La professeure que nous avons rencontrée le confirme, la rentrée est dispendieuse, mais le matériel acquis en septembre devrait suffire pour toute une année.
Photo Jean Chevrette
Heu ! À quoi ça sert ?
En scrutant la liste des effets scolaires à acheter pour la prochaine année scolaire au niveau primaire, bien des parents doivent se demander à quoi sert tout ce matériel et pourquoi telle marque est suggérée plutôt qu’une autre. Pour démystifier cette question, le journal a rencontré une enseignante à la retraite qui a bien voulu éclairer notre lanterne.
D’abord, il faut savoir que toutes les listes de matériel, des 650 groupes de la Commission scolaire des Samares, sont scrutées à la loupe. D’abord par les enseignants, ensuite par le conseil d’établissement, composé, entre autres, de parents, et ensuite par la Commission scolaire. Tous les articles auraient donc leur utilité.
Mais à quoi peuvent bien servir des jetons de bingo ou un jeu de cartes ? La réponse est simple, ils sont utilisés pour faire des mathématiques.
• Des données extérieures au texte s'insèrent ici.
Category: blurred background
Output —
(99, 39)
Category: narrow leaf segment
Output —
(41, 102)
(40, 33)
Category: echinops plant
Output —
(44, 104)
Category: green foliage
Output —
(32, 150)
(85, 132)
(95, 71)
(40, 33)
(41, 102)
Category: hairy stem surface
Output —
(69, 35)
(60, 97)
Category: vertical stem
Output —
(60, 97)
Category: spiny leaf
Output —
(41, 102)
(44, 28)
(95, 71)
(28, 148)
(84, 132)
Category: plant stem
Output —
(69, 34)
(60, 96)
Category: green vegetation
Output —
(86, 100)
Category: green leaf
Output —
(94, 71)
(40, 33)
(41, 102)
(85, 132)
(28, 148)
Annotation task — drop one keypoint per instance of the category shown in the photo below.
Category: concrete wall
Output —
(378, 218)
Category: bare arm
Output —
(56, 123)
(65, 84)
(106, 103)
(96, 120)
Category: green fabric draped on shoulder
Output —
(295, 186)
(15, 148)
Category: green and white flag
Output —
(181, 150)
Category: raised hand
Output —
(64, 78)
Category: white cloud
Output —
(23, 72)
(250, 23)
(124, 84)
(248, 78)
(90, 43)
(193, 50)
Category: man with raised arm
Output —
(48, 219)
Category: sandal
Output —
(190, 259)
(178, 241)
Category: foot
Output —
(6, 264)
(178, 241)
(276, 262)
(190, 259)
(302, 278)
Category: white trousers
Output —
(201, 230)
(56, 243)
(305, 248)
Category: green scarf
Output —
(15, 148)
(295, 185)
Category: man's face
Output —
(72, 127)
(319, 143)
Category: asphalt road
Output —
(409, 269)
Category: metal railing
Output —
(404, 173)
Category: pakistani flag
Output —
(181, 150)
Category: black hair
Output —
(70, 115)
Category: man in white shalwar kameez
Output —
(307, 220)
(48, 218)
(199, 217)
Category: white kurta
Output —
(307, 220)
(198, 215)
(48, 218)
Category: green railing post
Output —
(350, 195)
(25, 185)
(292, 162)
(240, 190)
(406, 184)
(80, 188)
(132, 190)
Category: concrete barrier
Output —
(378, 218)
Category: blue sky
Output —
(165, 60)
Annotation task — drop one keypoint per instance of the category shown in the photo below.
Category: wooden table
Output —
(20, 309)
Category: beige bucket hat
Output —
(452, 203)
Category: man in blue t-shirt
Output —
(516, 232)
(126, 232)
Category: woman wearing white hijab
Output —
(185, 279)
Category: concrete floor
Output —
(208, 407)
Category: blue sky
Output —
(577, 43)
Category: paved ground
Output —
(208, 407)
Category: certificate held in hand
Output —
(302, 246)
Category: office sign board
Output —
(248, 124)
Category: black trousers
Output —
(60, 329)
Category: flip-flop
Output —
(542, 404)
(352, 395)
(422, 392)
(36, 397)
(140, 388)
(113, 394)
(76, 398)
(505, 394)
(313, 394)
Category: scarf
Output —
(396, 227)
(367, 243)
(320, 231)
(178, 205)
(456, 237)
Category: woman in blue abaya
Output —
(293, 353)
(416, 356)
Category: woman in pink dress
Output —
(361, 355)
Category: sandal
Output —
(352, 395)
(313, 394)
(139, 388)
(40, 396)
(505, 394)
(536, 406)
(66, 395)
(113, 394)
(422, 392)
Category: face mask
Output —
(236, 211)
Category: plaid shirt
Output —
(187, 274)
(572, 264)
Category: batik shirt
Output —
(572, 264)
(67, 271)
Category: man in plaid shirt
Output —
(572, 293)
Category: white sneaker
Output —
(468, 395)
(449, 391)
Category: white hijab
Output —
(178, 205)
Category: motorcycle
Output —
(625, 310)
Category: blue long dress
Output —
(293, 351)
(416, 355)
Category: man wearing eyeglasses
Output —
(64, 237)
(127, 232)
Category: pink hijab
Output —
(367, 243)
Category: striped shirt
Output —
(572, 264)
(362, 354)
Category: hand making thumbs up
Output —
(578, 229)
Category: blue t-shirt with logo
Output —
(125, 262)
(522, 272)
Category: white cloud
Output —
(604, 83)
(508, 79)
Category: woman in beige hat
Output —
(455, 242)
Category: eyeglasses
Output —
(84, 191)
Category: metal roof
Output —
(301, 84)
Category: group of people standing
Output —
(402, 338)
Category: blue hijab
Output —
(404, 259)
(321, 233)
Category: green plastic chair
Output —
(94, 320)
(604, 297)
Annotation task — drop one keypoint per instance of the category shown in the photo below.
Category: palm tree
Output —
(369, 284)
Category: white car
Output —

Le cahier « scrap book » serait quant à lui utilisé par les enfants de première année avant qu’ils n’apprennent à écrire. Il les aiderait dans leur travail. Pourquoi la plupart des écoles demandent de la pâte à modeler Tutti Frutti ? Parce qu’elle serait plus facile à travailler, sécherait moins rapidement que les autres marques et arriverait dans des contenants séparés.
La question de la propreté est aussi au cœur de bien des suggestions de matériel. C’est le cas notamment de la gomme à effacer Staedler. Celle-ci aurait l’avantage de ne pas laisser de traces noires dans les cahiers et durerait plus longtemps. Même constat pour le bâton de colle Pritt. Il aurait l’avantage de se garder plus longtemps et d’être plus facile à refermer. La réponse est la même, en ce qui concerne les trois paires et même quatre paires de souliers exigées. « Il y a en une pour l’éducation physique, une pour en dedans et une autre pour l’extérieur. C’est une question d’efficacité et de salubrité. Ça évite de traîner de la boue dans l’école. Toutefois, la quatrième paire est peut-être de trop », a commenté Claude Coderre, directeur du service de secrétariat général et des communications à la Commission scolaire des Samares. Pour les mouchoirs, il semblerait que les enfants en soient de grands consommateurs et qu’auparavant les professeurs en étaient les fournisseurs.
Il y aussi les bons vieux classiques qui reviennent depuis des décennies, comme les cahiers Canada, les crayons HB ou les crayons Crayola. Si les professeurs les demandent, c’est surtout pour une question d’efficacité, de lisibilité, mais aussi d’uniformité, comme dans le cas des cahiers de géométrie. Ceux-ci doivent, en effet, avoir les mêmes mesures d’un enfant à l’autre pour que tout le monde s’y retrouve.
Si vous croyez que les professeurs exagèrent quand ils demandent que soient aiguisés les crayons de couleur, imaginez-vous le temps perdu en classe à attendre que les 20 ou 25 petits mousses aiguisent tous leurs 12 crayons chacun.
La suggestion d’acheter un dictionnaire et un Bescherelle est aussi compréhensible lorsque l’on apprend que ceux disponibles en classe ne sont pas assez nombreux pour suffire au nombre d’élèves.